Search for sterile neutrinos in low-energy double-cascade events with the IceCube Neutrino Observatory: a first expected sensitivity

Sterile neutrinos are a well motivated facet of the new physics landscape. From their role in the mechanism through which Standard Model (SM) neutrinos acquire mass, to their potential explanation of anomalies in oscillation experiments and even as Dark Matter candidates, these hypothetical particles are thought to play a central part in the near future of particle physics. Many models of sterile neutrinos exist, in some of which they are allowed to decay to SM particles. If the sterile neutrino production and subsequent decay happens inside the IceCube detector, this would lead to a double-cascade signature similar but not identical to the one known from tau neutrino charged current interactions. However, the lifetime of the sterile neutrino is potentially much longer than that of the tau lepton, depending on its mass.

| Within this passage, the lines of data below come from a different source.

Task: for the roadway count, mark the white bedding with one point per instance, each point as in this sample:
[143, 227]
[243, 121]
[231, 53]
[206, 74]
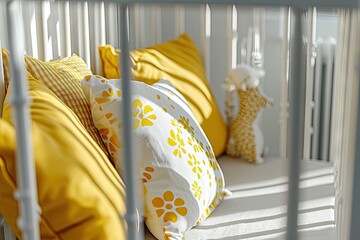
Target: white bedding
[257, 207]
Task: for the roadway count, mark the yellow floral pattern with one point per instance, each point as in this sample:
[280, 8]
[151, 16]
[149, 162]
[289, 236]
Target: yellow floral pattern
[197, 146]
[197, 190]
[195, 165]
[175, 140]
[209, 152]
[107, 96]
[169, 207]
[147, 174]
[178, 125]
[111, 141]
[170, 141]
[167, 235]
[143, 115]
[186, 125]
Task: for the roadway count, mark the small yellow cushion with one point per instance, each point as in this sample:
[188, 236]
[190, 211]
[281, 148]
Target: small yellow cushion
[179, 62]
[62, 77]
[80, 194]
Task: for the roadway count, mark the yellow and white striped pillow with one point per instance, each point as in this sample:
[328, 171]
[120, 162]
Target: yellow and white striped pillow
[63, 78]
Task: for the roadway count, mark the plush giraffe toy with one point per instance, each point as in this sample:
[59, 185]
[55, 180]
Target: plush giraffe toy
[245, 137]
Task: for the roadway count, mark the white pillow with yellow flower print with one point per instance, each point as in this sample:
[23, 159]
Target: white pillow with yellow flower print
[183, 182]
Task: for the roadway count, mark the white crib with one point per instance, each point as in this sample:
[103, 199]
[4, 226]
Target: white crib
[280, 199]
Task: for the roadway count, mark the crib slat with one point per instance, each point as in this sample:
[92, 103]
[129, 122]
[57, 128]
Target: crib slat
[284, 85]
[84, 41]
[40, 53]
[168, 24]
[179, 19]
[64, 23]
[96, 34]
[2, 81]
[8, 234]
[3, 21]
[111, 24]
[311, 34]
[244, 20]
[219, 50]
[46, 22]
[25, 171]
[296, 121]
[129, 165]
[193, 25]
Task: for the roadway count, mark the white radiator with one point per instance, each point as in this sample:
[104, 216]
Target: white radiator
[323, 78]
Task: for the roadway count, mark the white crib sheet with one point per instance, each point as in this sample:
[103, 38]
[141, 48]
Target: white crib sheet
[257, 207]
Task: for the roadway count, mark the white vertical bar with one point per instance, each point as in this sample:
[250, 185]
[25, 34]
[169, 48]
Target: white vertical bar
[179, 19]
[65, 36]
[28, 12]
[168, 23]
[311, 34]
[39, 31]
[83, 34]
[74, 27]
[47, 41]
[327, 99]
[317, 99]
[229, 37]
[2, 82]
[296, 121]
[234, 38]
[156, 22]
[20, 100]
[8, 234]
[355, 218]
[284, 85]
[3, 20]
[96, 34]
[337, 121]
[350, 72]
[193, 25]
[129, 153]
[110, 22]
[206, 35]
[53, 29]
[139, 21]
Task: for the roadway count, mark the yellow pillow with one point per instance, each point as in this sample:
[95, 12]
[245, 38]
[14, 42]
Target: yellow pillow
[179, 62]
[63, 78]
[80, 194]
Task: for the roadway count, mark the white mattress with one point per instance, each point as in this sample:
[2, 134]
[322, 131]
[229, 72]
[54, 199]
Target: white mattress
[257, 208]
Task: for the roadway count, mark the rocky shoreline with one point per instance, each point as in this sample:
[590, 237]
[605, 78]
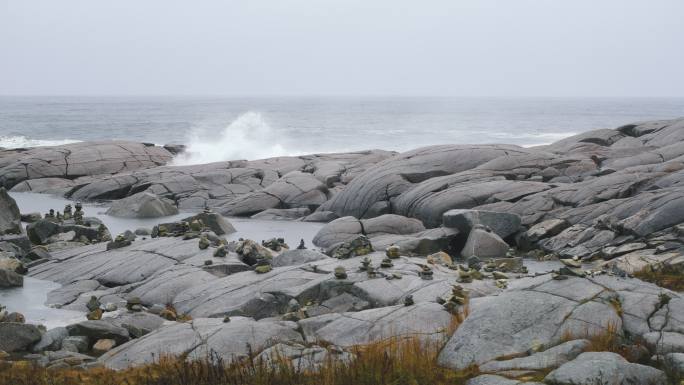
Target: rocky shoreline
[411, 240]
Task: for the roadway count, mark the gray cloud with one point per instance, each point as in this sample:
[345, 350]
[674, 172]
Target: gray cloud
[343, 47]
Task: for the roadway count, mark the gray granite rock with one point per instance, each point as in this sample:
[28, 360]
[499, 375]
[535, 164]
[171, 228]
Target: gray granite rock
[79, 159]
[502, 224]
[10, 218]
[482, 243]
[97, 330]
[51, 340]
[538, 312]
[142, 205]
[231, 341]
[297, 257]
[15, 337]
[604, 368]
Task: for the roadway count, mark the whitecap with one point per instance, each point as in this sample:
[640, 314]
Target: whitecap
[249, 136]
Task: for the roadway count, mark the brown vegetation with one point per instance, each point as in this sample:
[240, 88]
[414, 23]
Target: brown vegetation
[665, 276]
[408, 360]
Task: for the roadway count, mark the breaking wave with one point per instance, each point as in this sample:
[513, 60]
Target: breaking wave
[247, 137]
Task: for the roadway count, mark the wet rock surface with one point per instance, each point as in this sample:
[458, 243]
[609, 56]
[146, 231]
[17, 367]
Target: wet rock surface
[413, 241]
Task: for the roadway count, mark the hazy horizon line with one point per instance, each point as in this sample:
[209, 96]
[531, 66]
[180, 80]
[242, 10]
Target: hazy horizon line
[369, 96]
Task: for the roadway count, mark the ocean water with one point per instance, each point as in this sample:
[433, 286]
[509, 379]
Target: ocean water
[250, 128]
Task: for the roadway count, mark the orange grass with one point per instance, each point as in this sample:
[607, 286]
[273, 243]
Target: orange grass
[406, 360]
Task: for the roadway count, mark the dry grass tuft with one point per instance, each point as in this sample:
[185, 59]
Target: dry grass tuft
[406, 360]
[665, 276]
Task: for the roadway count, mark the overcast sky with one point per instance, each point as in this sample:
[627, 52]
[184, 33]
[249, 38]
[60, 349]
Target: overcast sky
[342, 47]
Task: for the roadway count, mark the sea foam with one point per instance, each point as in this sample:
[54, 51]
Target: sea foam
[249, 136]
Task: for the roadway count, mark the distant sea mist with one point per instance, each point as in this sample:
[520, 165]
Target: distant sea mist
[216, 129]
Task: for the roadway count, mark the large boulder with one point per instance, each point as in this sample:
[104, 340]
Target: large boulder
[604, 368]
[348, 228]
[10, 218]
[45, 231]
[215, 222]
[51, 340]
[541, 312]
[483, 243]
[427, 320]
[297, 257]
[502, 224]
[97, 330]
[142, 205]
[296, 189]
[371, 193]
[75, 160]
[16, 337]
[202, 337]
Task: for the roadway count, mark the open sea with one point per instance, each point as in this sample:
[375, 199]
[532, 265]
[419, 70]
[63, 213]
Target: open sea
[250, 128]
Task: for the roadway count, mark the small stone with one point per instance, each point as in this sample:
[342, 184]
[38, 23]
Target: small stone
[15, 317]
[464, 276]
[499, 275]
[168, 314]
[426, 272]
[571, 272]
[386, 263]
[103, 346]
[119, 242]
[365, 263]
[93, 304]
[340, 272]
[220, 252]
[134, 304]
[203, 242]
[392, 252]
[440, 258]
[571, 263]
[95, 315]
[263, 269]
[275, 244]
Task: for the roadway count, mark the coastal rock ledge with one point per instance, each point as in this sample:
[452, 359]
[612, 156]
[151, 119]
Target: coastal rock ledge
[556, 264]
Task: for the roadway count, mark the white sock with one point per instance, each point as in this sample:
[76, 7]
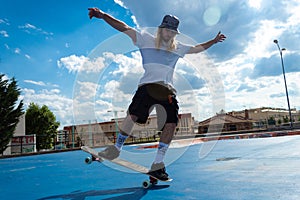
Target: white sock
[161, 152]
[120, 141]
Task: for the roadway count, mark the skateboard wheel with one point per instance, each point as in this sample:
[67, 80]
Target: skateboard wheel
[146, 184]
[88, 160]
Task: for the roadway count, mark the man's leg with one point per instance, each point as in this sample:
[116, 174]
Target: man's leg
[125, 131]
[113, 151]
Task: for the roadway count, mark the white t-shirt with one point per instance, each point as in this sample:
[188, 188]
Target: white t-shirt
[159, 64]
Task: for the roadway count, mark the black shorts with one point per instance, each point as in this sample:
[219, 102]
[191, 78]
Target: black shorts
[153, 95]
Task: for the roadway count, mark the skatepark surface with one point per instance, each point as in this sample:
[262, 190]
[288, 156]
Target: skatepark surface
[257, 168]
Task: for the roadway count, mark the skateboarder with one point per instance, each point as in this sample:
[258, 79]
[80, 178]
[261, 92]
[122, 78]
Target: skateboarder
[159, 54]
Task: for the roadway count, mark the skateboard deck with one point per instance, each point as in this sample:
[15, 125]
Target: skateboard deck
[129, 165]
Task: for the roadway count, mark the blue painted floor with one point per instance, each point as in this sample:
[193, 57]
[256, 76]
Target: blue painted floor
[265, 168]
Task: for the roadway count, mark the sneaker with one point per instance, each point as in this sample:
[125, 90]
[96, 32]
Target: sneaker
[110, 153]
[158, 170]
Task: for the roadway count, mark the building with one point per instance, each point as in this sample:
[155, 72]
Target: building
[21, 143]
[257, 118]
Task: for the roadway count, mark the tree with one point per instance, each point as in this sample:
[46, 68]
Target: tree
[42, 122]
[10, 110]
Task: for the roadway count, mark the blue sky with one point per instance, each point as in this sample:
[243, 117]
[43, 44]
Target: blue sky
[81, 68]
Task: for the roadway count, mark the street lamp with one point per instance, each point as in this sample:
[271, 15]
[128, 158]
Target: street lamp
[286, 90]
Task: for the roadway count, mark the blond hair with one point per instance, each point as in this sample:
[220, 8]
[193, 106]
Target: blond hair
[158, 41]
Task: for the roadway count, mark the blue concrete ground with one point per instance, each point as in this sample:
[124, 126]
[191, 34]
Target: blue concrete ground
[265, 168]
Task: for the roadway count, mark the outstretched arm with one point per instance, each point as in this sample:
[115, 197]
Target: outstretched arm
[201, 47]
[113, 22]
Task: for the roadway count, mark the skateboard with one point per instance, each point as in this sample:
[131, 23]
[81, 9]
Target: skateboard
[130, 165]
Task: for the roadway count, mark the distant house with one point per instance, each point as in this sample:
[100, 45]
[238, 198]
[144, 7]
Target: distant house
[224, 123]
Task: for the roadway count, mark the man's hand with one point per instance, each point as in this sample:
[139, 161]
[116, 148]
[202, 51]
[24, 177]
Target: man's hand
[95, 12]
[220, 37]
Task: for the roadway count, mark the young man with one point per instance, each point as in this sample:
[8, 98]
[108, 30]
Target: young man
[159, 54]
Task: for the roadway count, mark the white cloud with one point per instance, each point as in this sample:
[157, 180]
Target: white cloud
[40, 83]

This opens the possibility for a spatial resolution of a double cascade topology at atmospheric neutrino energies, as opposed to searches for high energy tau neutrinos from astrophysical sources. We present the results of a first study of the IceCube-DeepCore detector sensitivity to such a signal. The strategy is to study the topology of such double-cascade events in simulation and design a classifier that helps us isolate a sample of signal events over the background from SM processes. We study the sensitivity as a function of the signal parameters to determine in what conditions could IceCube see such a signal. Scanning the two-dimensional tau-sterile mixing parameter and sterile neutrino mass phase-space, we conclude that with the current state of the analysis, this search will have to wait for the IceCube Upgrade or a major improvement in the analysis tools in order for a signal to be isolated from the very large neutrino background.